Łączne zadłużenie firm związanych z obsługą nieruchomości w zakresie wynajmu i zarządzania wynosi 146,3 mln zł, wynika z danych Krajowego Rejestru Długów (KRD). Pandemiczne obostrzenia pogorszyły jednak trudną sytuację finansową tych firm, które już wcześniej sygnalizowały problemy z wypłacalnością. Ponad 2,2 tys. z nich wciąż ma problem z uregulowaniem zobowiązań wobec swoich kontrahentów.
„Do roku 2020 sytuacja była w miarę unormowana. Zadłużenie zarządców nieruchomości utrzymywało się na stałym poziomie około 130 mln zł. W 2020 roku nastąpił gwałtowny skok zadłużenia z 131,9 mln zł do 157,9 mln zł, a obecnie obserwujemy, że powoli zmierza ono do poziomu sprzed pandemii” – powiedział prezes KRD Adam Łącki, cytowany w komunikacie.
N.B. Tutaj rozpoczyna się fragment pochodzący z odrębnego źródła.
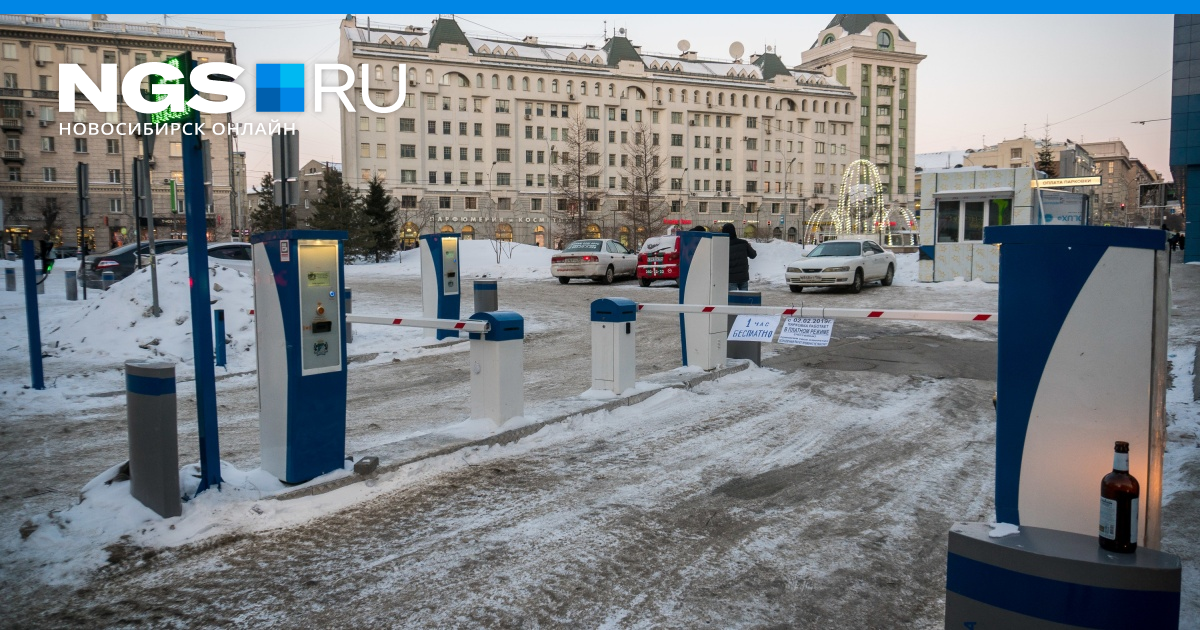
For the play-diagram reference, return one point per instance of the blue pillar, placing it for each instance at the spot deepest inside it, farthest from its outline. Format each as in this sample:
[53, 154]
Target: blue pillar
[195, 201]
[31, 319]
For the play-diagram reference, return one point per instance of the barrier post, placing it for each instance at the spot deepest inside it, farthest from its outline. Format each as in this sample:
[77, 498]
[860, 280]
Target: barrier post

Dla zarządców nieruchomości sporym wyzwaniem była optymalizacja kosztów w czasie pandemii: renegocjacja umów i podpisywanie tzw. aneksów covidowych, racjonalizacja wydatków związanych z funkcjonowaniem obiektów, takich jak np. zużycie mediów czy dostosowywanie wentylacji i klimatyzacji, a także reorganizacja pracy służb porządkowych w obiektach, podkreślono.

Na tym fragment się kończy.